Now, let’s get ready to install ZFS and start tinkering. In this article, I will perform a ZFS installation on a basic system and discuss core concepts as we create storage pools. Beyond the installation, you will see concepts like ZFS pools, VDEVs, mirroring, and RAIDZ. With this article alone, you can dive headfirst into using ZFS.


Other articles in the series

ZFS series vol. 1: The ZFS approach to data storage

ZFS series vol. 2: ZFS installation and preparing for play (You are here)

System and ZFS Installation

I am conducting these experiments on a virtual machine created under KVM. I’ll be working on Debian Linux Stretch (9.x), which I use daily. This will largely hold true for Debian and Ubuntu; if anyone asks about other distributions, we’ll find a guide. 🙂 For Linux, we use ZFSOnLinux. It doesn’t have every single ZFS feature yet, but it has everything we’ll need, and that’s enough.

I’m adding 4GB disks to the virtual machine—because I have 1TB of storage on this test system. In real-life physical servers, you can think of these as 4TB. So, I have a total of 16GB in the test system; in a hypotetical server with 4x4TB disks, your total space would be 16TB. Of course, how much of that 16GB I actually get to use will depend on the configuration, and you’ll find those details in their respective sections.
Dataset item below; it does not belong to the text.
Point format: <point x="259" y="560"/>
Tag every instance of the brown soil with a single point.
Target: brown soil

To start, download the Debian net install file. If you’re installing on a virtual machine, you can use it as is; otherwise, you’ll burn it to a USB disk. For Windows users, I can suggest a tool like Rufus. The Linux crowd will already find the necessary dd command on their systems:

ATTENTION: The /dev/sdX in this command represents the USB flash drive. You must write whatever your flash drive’s node point is, such as sdd or sdc. The device you provide to this command will be wiped and replaced with Debian installation files—be careful.

dd if=/home/emirhan/Downloads/debian-9.5.0-amd64-netinst.iso of=/dev/sdX bs=4096

 

You can choose to install a graphical interface with net-install, but it’s not necessary. I suggested this both for quick testing and to keep things clutter-free. Also, if you’re setting up a serious system, you can still start with this small, simple installation and progress to a machine where you only install what you actually need. My selection is as follows:

Follow the prompts to complete the system installation for testing purposes. Now, it’s time to install ZFS. The necessary installation packages for Debian Stretch are in the contrib repository. This repository isn’t enabled by default. To enable it, open the /etc/apt/sources.list file. The text editor nano should be installed by default; you can open it with:

nano /etc/apt/sources.list

Change it from this:

To this:

You can exit the Nano editor with Ctrl+X; it will ask to save before exiting. Then, update the package repository info with the apt-get update command. In addition, it’s not strictly necessary on a net-install, but it’s a good habit to update the system while you’re updating the Apt repos anyway.


Now, roll up your sleeves again and execute the following three commands in order:

apt-get install linux-headers-$(uname -r)

apt-get install zfs-dkms zfsutils-linux zfs-initramfs

modprobe zfs

With these commands, you are installing the following. You’ll notice other packages being installed too; the Debian package management system identifies dependencies for the packages we specified and adds them automatically. Also, you will receive a “license incompatibility” notification. This is not a system incompatibility; you can just confirm and move on. To the curious: Debian and ZFS are distributed with different licenses, and adding ZFS means what you now have may not adhere to Debian licensing terms. We’re good in terms of both licenses for a homelab, so no need to worry. If you want to know more, here is Debian licensing and this one is zfsonlinux licensing page at the time of writing this article.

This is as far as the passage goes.